Kent was at the kitchen table reading an outdated sports magazine. He glanced up as she walked in, regarded her with a enigmatic gaze, then returned his attention to the magazine. Katie opened the refrigerator door.
“The stew’s ready any time you like,” Kent said without looking at her. Katie paused. He stretched, yawned, glanced at his watch, then stood. “If you don’t mind, Miss Hudson, I’ll take my bath while you’ve vacated the bedroom. Then I can be out of your way for the evening.”
“Aren’t you eating?” she asked brusquely.
“I already have.” He started out of the kitchen, then paused. “I’ve put Ed out in the shed and covered the drain. He won’t bother you again.”
Katie watched him walk away, her eyes trailing over his back, his long-stepped, easy gait, the slight sway of his powerful shoulders. “Jock!” she muttered beneath her breath. Her lips twisted into a sad smile. She silently added, you are no longer a part of my life—but then, you never really were … You weren’t meant to be.
She sighed and fixed herself a plate of the stew, irritated with herself for being so annoyed that, among other things, Kent was perfectly capable of cooking and cleaning up after himself. The stew was even good. Very good. She tasted it standing by the stove, then decided that, with the way things had been going, she deserved to have a stiff drink with dinner, something to wear down some of the ragged edges of her nerves.
She sat down to eat her stew, finished it quickly, washed her dish—she didn’t intend to leave a mess anywhere—then took her drink to pace around the living room as she had been doing in the bedroom.
Outside, beyond the warm glow of the fire and the coziness of the cabin, the night seemed as black as pitch. Katie held back the drapes and stared out, frowning. It was snowing again, hard. Massive wet flakes hurtled through the dark sky.
She would have killed herself on the highway, she thought with a shiver, if she had even managed to reach the highway. It was, admittedly, a good thing that she hadn’t tried going down the mountain. She was accustomed to snow, since New Hampshire had offered plenty of that, but not on a mountain.
“There’s another storm?”
Katie started, cracked her head on the pane, and turned around to see that Kent had bathed and was standing beyond the sofa in a sweatshirt and jeans.

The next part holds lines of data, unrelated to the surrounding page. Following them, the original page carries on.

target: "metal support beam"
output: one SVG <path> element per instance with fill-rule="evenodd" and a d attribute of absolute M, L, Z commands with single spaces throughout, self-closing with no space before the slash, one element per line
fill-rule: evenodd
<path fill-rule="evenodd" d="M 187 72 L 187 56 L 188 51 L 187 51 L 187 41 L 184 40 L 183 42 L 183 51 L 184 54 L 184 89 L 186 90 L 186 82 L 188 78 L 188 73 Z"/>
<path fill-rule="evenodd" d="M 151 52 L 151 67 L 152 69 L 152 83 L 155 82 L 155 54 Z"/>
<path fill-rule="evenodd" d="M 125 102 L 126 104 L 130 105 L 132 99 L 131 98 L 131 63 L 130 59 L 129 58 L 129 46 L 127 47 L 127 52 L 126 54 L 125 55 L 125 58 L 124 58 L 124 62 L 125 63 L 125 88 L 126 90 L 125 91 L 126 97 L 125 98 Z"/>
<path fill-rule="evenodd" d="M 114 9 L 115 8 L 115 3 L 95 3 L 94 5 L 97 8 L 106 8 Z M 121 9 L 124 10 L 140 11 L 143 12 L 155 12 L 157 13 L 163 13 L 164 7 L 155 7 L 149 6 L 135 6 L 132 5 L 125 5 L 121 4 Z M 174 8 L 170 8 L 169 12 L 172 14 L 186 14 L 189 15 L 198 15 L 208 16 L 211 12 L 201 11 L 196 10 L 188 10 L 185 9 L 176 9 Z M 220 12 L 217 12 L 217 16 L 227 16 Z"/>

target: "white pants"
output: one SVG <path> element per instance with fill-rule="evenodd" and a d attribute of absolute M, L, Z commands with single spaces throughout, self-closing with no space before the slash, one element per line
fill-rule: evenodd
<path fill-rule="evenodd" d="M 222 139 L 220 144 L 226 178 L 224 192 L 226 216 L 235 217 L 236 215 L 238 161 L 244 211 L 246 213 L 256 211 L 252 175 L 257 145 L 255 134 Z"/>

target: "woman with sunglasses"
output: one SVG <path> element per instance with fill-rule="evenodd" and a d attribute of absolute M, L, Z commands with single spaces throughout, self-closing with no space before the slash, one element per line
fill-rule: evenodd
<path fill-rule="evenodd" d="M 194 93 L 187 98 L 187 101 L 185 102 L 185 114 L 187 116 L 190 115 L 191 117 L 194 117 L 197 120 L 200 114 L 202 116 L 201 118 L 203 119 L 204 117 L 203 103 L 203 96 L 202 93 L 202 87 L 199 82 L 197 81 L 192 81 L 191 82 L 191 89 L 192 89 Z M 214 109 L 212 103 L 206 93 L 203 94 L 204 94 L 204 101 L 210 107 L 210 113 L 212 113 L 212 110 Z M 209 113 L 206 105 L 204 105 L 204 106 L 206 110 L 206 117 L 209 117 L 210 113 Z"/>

“It’s snowing,” Katie replied stiffly. His appearance should have been her exit cue. It seemed apparent that she was being offered continued residence of the master bedroom, and that he was planning to sleep in one of the guest rooms.
Yes, it was her exit line. She should walk down the hallway with quiet pride and dignity—speak with him only when she was spoken to in the morning, since she would never have to see him again once they reached Denver.

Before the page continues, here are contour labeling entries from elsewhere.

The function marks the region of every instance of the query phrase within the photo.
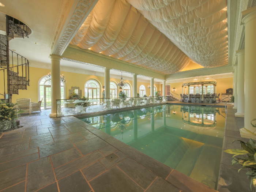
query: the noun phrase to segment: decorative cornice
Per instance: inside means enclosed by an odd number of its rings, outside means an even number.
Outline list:
[[[131,73],[133,73],[136,71],[136,74],[146,76],[159,79],[165,79],[165,75],[159,72],[95,53],[91,50],[83,49],[76,45],[69,45],[62,56],[80,62],[111,68]]]
[[[67,17],[68,19],[65,20],[64,26],[61,28],[60,26],[62,25],[63,21],[61,19],[64,18],[66,14],[64,10],[65,8],[67,8],[69,3],[69,0],[64,0],[65,2],[63,3],[61,6],[56,23],[55,23],[56,27],[54,28],[54,34],[50,42],[50,46],[52,48],[52,53],[53,54],[59,56],[62,54],[98,0],[75,0],[71,8],[71,10],[74,11],[70,16],[70,13],[68,12],[69,15]],[[76,2],[77,3],[76,3]],[[61,32],[61,34],[57,40],[58,33]],[[54,45],[56,45],[55,46]]]
[[[181,71],[176,74],[167,75],[166,79],[174,79],[188,77],[203,75],[210,75],[216,74],[230,73],[233,71],[233,67],[226,65],[212,68],[201,68],[190,71]]]

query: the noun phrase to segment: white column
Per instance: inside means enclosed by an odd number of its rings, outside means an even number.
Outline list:
[[[154,78],[150,78],[150,96],[154,96],[155,93],[154,92]]]
[[[256,118],[256,7],[253,7],[242,12],[242,22],[245,26],[245,105],[244,127],[252,132],[256,131],[251,124]],[[235,98],[235,99],[236,99]],[[255,123],[255,121],[254,122]],[[255,139],[256,137],[244,129],[241,129],[241,136]]]
[[[166,96],[166,90],[165,90],[165,87],[166,87],[166,85],[165,85],[165,82],[166,81],[166,80],[163,80],[163,93],[162,94],[162,95],[163,96]]]
[[[110,98],[110,69],[105,67],[105,98]]]
[[[237,51],[236,55],[237,56],[237,112],[235,114],[235,116],[244,117],[244,49]]]
[[[56,99],[61,98],[60,94],[60,61],[62,57],[50,55],[51,66],[51,89],[52,108],[50,117],[55,117],[56,115]]]
[[[237,109],[237,65],[234,66],[235,73],[234,76],[234,86],[233,94],[235,97],[235,102],[234,103],[233,109]]]
[[[202,84],[202,102],[204,102],[204,84]]]

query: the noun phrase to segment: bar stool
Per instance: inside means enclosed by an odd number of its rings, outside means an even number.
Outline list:
[[[210,97],[210,99],[212,103],[214,103],[215,99],[216,99],[216,97],[215,96],[215,95],[216,94],[215,94],[215,93],[213,93],[212,95]]]
[[[192,93],[189,94],[189,97],[190,98],[190,101],[189,101],[190,102],[191,102],[192,101],[192,100],[193,99],[194,101],[194,102],[193,102],[194,103],[195,102],[196,99],[195,95],[194,95]]]
[[[207,93],[206,94],[206,95],[204,96],[204,101],[207,101],[207,103],[209,103],[209,100],[210,99],[210,93]]]
[[[200,99],[200,94],[199,93],[196,94],[195,98],[196,99],[196,103],[197,101],[199,101],[199,103],[201,102],[201,99]]]

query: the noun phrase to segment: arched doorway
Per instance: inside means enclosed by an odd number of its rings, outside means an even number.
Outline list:
[[[51,109],[52,107],[51,81],[46,78],[46,75],[42,77],[39,81],[38,100],[43,101],[41,105],[44,109]],[[65,84],[60,82],[60,94],[61,99],[65,98]]]
[[[99,98],[100,94],[99,83],[94,79],[87,81],[84,85],[84,95],[90,99]],[[92,105],[96,105],[98,102],[93,102]]]

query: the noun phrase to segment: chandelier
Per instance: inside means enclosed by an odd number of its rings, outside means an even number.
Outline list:
[[[120,83],[119,83],[119,82],[118,82],[118,83],[117,83],[117,84],[118,85],[118,86],[120,87],[120,88],[121,88],[124,86],[125,86],[125,85],[126,84],[126,83],[125,82],[125,81],[124,80],[124,78],[123,78],[123,73],[121,72],[121,82]]]
[[[48,74],[48,75],[47,75],[46,76],[46,77],[45,77],[45,79],[46,79],[46,80],[51,81],[51,79],[52,77],[51,76],[50,73]],[[63,76],[63,74],[62,74],[62,75],[60,75],[60,80],[63,83],[65,83],[66,82],[67,82],[66,81],[66,80],[65,79],[65,77]]]

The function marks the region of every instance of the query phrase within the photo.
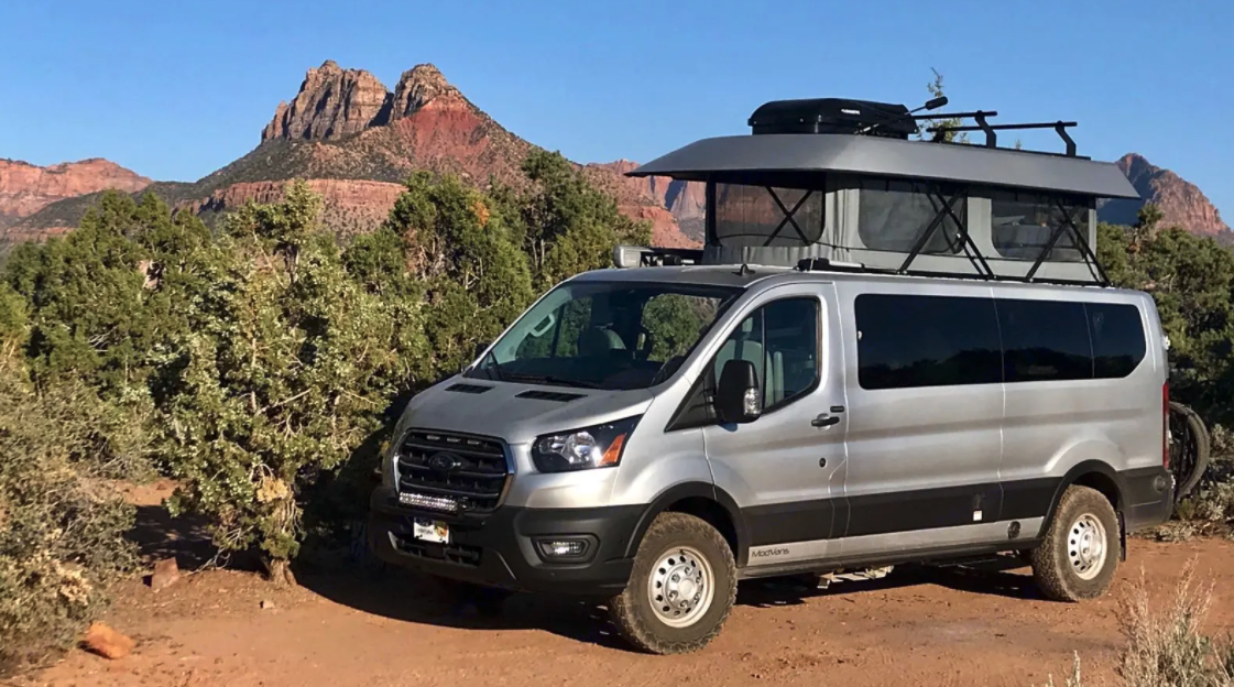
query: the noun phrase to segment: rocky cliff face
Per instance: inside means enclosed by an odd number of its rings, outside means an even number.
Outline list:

She remained by the window, her drink in one hand, the other hand clutching the drape.
“Did you eat?” he asked.
“Yes.” She hesitated, then added a very stiff “Thank you.” Distance, she reminded herself. She couldn’t run out into the night like a child again—nor was the snake around so that she could forget she was wounded and furious and fly into his arms. “It was very good,” she heard herself say, and her voice sounded very remote. “What was it?”